The effect of divine providence is not only that things should happen somehow, but that they should happen either by necessity or by contingency. Therefore, whatsoever divine providence ordains to happen infallibly and of necessity happens infallibly and of necessity; and that happens from contingency, which the divine providence conceives to happen from contingency” St. Thomas Acquinas (
Summa theologiae, I, 22,4 ad 1)
God isn't a little middle eastern nature deity, prancing around, making a rabbit here and a tree there. He's much greater than that. And so far, no one's been able to show us any organism that is at the boundary where it can evolve no further.
There are limits to evolution, but they are the ones Darwin pointed out. Nothing in them rules out evolution of new species, phyla, or domains.
The Flynn effect is the substantial and long-sustained increase in both fluid and crystallized intelligence test scores that was measured in many parts of the world over the 20th century.[1] When intelligence quotient (IQ) tests are initially standardized using a sample of test-takers, by convention the average of the test results is set to 100 and their standard deviation is set to 15 or 16 IQ points. When IQ tests are revised, they are again standardized using a new sample of test-takers, usually born more recently than the first. Again, the average result is set to 100. However, when the new test subjects take the older tests, in almost every case their average scores are significantly above 100.
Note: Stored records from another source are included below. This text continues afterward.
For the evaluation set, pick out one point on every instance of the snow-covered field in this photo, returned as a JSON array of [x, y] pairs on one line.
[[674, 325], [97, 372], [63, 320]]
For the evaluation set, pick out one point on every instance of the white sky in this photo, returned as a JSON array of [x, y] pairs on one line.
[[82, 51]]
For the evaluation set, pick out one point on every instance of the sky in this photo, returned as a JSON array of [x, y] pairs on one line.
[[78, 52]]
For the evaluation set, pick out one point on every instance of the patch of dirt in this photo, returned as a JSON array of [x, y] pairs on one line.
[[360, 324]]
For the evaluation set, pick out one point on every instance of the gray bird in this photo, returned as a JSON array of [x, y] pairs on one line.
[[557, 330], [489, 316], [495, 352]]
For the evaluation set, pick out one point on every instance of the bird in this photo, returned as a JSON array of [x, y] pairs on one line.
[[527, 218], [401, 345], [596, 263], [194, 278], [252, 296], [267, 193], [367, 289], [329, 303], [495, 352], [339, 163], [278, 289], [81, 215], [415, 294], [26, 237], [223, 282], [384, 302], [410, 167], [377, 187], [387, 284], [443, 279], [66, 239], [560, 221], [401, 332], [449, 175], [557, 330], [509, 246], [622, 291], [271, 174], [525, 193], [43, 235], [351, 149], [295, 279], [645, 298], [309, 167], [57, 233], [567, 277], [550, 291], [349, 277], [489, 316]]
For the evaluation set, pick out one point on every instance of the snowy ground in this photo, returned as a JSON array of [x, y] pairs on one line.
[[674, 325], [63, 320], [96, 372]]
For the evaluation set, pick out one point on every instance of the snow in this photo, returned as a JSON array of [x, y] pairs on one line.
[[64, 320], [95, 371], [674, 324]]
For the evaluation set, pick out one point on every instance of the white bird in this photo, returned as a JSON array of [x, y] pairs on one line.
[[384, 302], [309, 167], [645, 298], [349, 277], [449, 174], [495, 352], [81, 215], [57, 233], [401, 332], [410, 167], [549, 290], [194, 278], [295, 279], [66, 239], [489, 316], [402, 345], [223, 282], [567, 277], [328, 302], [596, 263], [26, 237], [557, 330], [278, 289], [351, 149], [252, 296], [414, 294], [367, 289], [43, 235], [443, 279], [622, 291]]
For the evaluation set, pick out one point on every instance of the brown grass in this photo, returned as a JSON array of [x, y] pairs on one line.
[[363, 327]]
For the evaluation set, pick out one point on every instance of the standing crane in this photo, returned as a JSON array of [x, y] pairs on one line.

Test score increases have been continuous and approximately linear from the earliest years of testing to the present. For the Raven's Progressive Matrices test, a study published in the year 2009 found that British children's average scores rose by 14 IQ points from 1942 to 2008.[2] Similar gains have been observed in many other countries in which IQ testing has long been widely used, including other Western European countries, Japan, and South Korea.[1]
https://en.wikipedia.org/wiki/Flynn_effect
While we are much, much smarter than people in the previous century, the evidence suggests that northern European nations are seeing a reverse. Not enough to bring them down to 19th century levels, but there's been notable decline there.
Obviously, we're a lot smarter than earlier humans. But the evidence is that it's social, not evolution. Evolution does not work that fast. As you now see, human variation intelligence is mostly social and environmental, not genetic.
There is some evidence that some Ashkenazi Jews underwent selection for greater intelligence in the Middle Ages, due to extreme selection that limited them to professions requiring intelligence. However, the mutations associated with such higher intelligence also sometimes produce genetic disorders. So process is far from complete. We see a similar process in the evolution of hemoglobin to resist malaria. The earliest known mutation, sickle cell HbS, involves a usually lethal effect on homozygotes. But since it was still advantageous to most people in malaria areas, it spread rapidly. Then subsequent mutations, like HbC, gave the same protection but much less risk of health problems.
But the idea that we aren't as smart as earlier humans, is completely false. The evidence shows just the opposite.
But not because of evolution, with the one possible exception I mentioned.